I get to see the latest swimwear fashions covering (or not) all shapes and variety of flesh, at my condo swimming pool, holidaying at a resort, or lounging by the beach.
Nowadays (am I getting old?) nothing is left to the imagination, so streamlined and minimalist are current designs. Spilling forth what God has blessed some of us with.
"Tough world," I can hear some of you folks say.
But do we really need to see all of you, hanging over the edges like that, about to burst forth?
Nothing is left to the imagination.
Nothing is left to the imagination.
Topless and very perky, some women wonder why they attract stares and gawking from us local residents.

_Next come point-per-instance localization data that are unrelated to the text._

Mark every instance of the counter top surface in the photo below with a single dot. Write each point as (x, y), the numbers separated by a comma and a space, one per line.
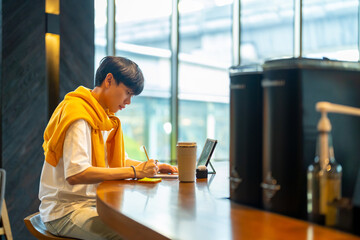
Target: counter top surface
(199, 210)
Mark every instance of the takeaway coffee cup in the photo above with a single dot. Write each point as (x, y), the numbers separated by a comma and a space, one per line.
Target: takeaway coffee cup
(186, 156)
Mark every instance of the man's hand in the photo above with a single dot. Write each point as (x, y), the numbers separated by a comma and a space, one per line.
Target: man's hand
(166, 168)
(146, 169)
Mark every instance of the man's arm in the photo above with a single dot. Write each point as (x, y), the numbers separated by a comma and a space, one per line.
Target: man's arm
(93, 175)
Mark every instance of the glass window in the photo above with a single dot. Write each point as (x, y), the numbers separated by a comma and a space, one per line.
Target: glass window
(205, 40)
(100, 30)
(143, 35)
(330, 29)
(267, 29)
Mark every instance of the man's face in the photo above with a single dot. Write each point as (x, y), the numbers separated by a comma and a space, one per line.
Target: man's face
(116, 96)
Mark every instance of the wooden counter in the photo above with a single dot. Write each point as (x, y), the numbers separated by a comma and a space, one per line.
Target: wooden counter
(200, 210)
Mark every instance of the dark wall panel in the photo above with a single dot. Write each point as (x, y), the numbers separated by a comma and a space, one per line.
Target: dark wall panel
(24, 106)
(76, 45)
(24, 99)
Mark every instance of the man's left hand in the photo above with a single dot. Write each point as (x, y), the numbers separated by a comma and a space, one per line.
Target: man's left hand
(166, 168)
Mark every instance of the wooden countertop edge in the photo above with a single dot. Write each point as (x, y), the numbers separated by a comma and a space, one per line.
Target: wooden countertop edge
(130, 229)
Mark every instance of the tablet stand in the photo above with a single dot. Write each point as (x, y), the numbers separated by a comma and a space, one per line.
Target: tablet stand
(213, 169)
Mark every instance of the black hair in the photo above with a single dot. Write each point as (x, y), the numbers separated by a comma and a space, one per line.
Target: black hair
(124, 71)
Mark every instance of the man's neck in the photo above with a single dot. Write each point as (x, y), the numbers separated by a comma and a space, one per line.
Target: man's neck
(98, 95)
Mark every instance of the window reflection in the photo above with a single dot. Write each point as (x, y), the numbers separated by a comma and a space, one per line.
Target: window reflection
(204, 58)
(331, 29)
(267, 29)
(142, 35)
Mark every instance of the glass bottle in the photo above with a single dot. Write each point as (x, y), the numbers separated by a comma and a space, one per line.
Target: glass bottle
(313, 189)
(324, 182)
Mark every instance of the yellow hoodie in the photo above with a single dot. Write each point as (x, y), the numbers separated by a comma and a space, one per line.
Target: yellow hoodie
(80, 104)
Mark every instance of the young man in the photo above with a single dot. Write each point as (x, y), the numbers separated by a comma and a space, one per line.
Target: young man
(83, 146)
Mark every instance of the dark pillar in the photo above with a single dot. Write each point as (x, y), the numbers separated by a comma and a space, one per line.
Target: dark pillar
(24, 94)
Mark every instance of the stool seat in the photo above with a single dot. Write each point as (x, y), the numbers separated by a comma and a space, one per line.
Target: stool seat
(37, 228)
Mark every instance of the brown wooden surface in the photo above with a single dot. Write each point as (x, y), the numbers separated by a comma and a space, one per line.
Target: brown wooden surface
(200, 210)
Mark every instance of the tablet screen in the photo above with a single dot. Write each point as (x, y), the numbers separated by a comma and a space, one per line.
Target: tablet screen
(207, 152)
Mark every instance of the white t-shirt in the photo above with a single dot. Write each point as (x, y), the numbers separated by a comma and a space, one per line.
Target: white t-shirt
(57, 196)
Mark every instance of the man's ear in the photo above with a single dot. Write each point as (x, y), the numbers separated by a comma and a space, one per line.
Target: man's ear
(108, 79)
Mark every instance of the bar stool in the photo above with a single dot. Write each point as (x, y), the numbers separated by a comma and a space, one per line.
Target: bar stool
(37, 228)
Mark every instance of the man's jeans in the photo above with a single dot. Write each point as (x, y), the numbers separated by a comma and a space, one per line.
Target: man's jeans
(83, 223)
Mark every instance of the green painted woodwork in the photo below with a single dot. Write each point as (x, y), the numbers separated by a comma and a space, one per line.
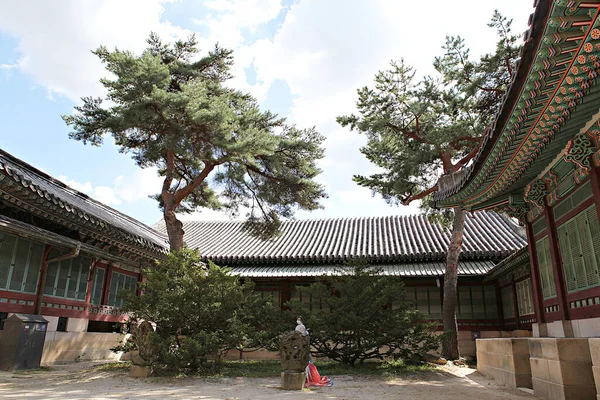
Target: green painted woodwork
(97, 286)
(67, 279)
(525, 297)
(539, 226)
(545, 266)
(508, 302)
(120, 282)
(477, 302)
(573, 200)
(579, 240)
(20, 262)
(557, 98)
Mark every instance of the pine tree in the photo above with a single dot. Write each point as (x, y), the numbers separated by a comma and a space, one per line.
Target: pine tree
(212, 144)
(418, 130)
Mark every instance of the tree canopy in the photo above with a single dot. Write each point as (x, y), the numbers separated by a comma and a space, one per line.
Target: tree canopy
(171, 109)
(418, 129)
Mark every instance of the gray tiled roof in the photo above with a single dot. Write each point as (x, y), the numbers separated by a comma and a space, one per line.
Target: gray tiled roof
(379, 239)
(78, 203)
(426, 268)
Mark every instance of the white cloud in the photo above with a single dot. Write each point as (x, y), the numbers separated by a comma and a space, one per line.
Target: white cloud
(55, 38)
(130, 189)
(323, 51)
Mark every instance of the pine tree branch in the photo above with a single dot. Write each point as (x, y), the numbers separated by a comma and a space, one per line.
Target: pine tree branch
(182, 193)
(419, 196)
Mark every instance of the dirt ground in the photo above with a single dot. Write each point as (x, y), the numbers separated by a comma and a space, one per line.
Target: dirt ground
(81, 381)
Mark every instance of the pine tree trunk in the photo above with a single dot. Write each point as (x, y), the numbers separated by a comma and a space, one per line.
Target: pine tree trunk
(174, 228)
(450, 341)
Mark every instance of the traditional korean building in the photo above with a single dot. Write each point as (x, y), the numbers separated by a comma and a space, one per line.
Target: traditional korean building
(66, 256)
(539, 162)
(405, 246)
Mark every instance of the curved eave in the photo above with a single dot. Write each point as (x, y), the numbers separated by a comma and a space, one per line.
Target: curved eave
(553, 95)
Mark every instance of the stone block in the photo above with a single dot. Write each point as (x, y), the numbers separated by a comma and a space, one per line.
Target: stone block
(52, 323)
(596, 372)
(137, 371)
(594, 344)
(77, 325)
(539, 330)
(560, 329)
(576, 373)
(292, 380)
(520, 346)
(539, 369)
(589, 327)
(573, 349)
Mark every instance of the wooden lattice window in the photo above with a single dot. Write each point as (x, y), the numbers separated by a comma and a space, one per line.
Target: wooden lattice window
(524, 297)
(579, 240)
(477, 302)
(68, 278)
(20, 262)
(118, 283)
(508, 302)
(545, 265)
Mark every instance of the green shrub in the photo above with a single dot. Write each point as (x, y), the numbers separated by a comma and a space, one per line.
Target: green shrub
(361, 315)
(201, 311)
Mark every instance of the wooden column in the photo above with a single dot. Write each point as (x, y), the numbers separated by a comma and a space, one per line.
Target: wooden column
(557, 269)
(499, 305)
(88, 293)
(516, 304)
(39, 293)
(538, 299)
(106, 284)
(286, 293)
(595, 181)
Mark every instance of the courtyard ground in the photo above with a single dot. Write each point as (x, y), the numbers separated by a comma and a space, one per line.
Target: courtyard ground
(87, 381)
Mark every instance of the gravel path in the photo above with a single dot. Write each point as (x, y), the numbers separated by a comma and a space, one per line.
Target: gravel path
(80, 381)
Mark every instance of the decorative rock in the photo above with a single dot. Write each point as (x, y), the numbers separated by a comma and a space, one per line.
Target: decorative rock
(294, 350)
(292, 380)
(137, 371)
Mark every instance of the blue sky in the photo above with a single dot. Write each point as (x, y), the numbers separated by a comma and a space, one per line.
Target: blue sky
(303, 59)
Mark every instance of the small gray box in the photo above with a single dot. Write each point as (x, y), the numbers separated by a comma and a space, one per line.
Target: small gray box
(22, 342)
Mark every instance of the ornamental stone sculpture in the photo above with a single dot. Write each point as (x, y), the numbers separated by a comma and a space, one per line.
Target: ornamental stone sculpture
(295, 351)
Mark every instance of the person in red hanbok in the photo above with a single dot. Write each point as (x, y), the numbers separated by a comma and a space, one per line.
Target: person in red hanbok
(313, 378)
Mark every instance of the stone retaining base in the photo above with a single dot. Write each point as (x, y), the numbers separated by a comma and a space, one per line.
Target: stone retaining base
(595, 353)
(505, 360)
(561, 369)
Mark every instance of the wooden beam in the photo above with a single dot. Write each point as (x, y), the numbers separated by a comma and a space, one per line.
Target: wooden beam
(516, 303)
(39, 294)
(557, 269)
(595, 180)
(106, 284)
(499, 305)
(538, 299)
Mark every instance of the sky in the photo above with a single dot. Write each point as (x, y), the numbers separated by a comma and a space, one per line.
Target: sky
(302, 59)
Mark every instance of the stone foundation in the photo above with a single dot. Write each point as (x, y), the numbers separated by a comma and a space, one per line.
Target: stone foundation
(505, 360)
(595, 353)
(561, 369)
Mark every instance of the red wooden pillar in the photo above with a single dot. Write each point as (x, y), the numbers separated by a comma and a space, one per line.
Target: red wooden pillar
(39, 293)
(516, 304)
(88, 293)
(595, 180)
(286, 293)
(557, 269)
(106, 284)
(499, 305)
(538, 299)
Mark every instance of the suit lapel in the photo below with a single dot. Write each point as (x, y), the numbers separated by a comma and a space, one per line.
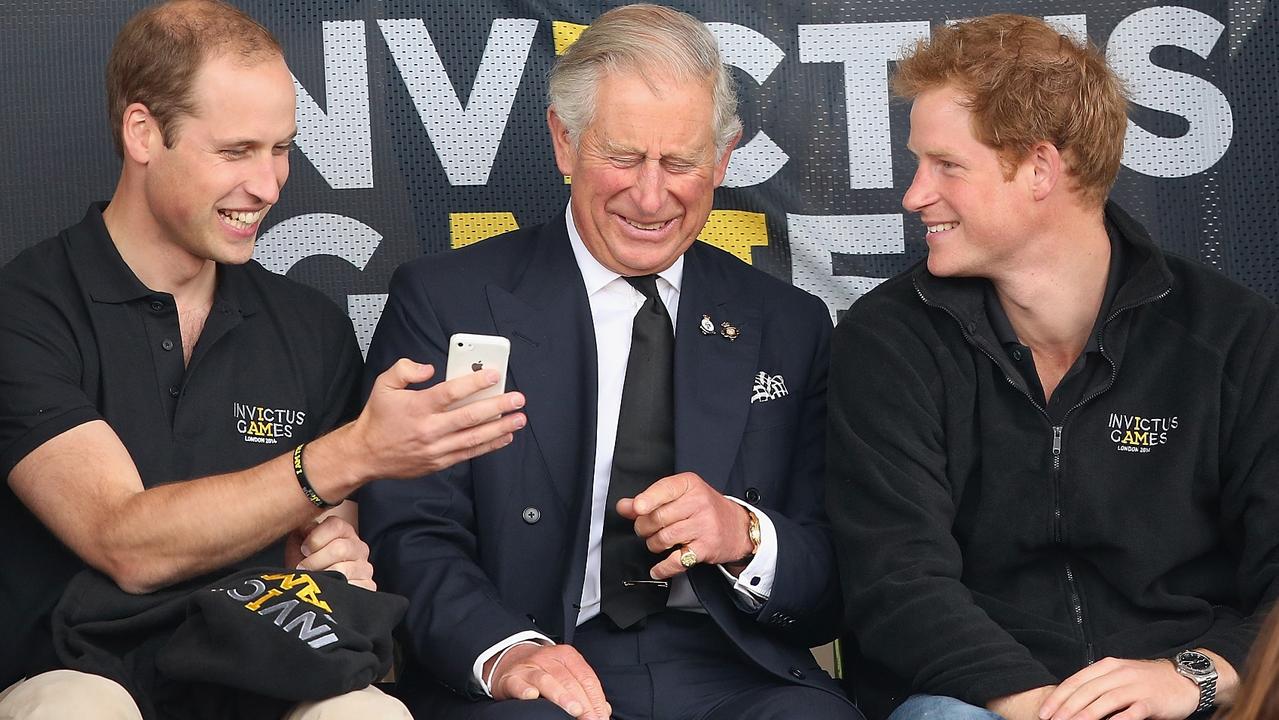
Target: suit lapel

The guys are worse. Banana hammocks, or slingshots, are a big no-no and should not be permitted outside the confines of swim competitions.
We don't even know you. Yet you present to all and sundry your crown jewels wrapped in the latest Speedo fashion.
Our teutonic and Ruski friends are the worse offenders, shameless in their displays of packaged burritos. Its indecent.
I have spent 35 years in this part of the world. And it never ceases to amaze me when women, and increasingly, men, flaunt it so unsubtly.
Less is more. Less flesh on display and let me eat my lunch comfortably. Without vomiting.
Go ahead and flaunt it. But less flesh on display is definitely the way forward. Be subtle. Be discrete.
Display a class ass. Its not about religion or race. Its about staying classy.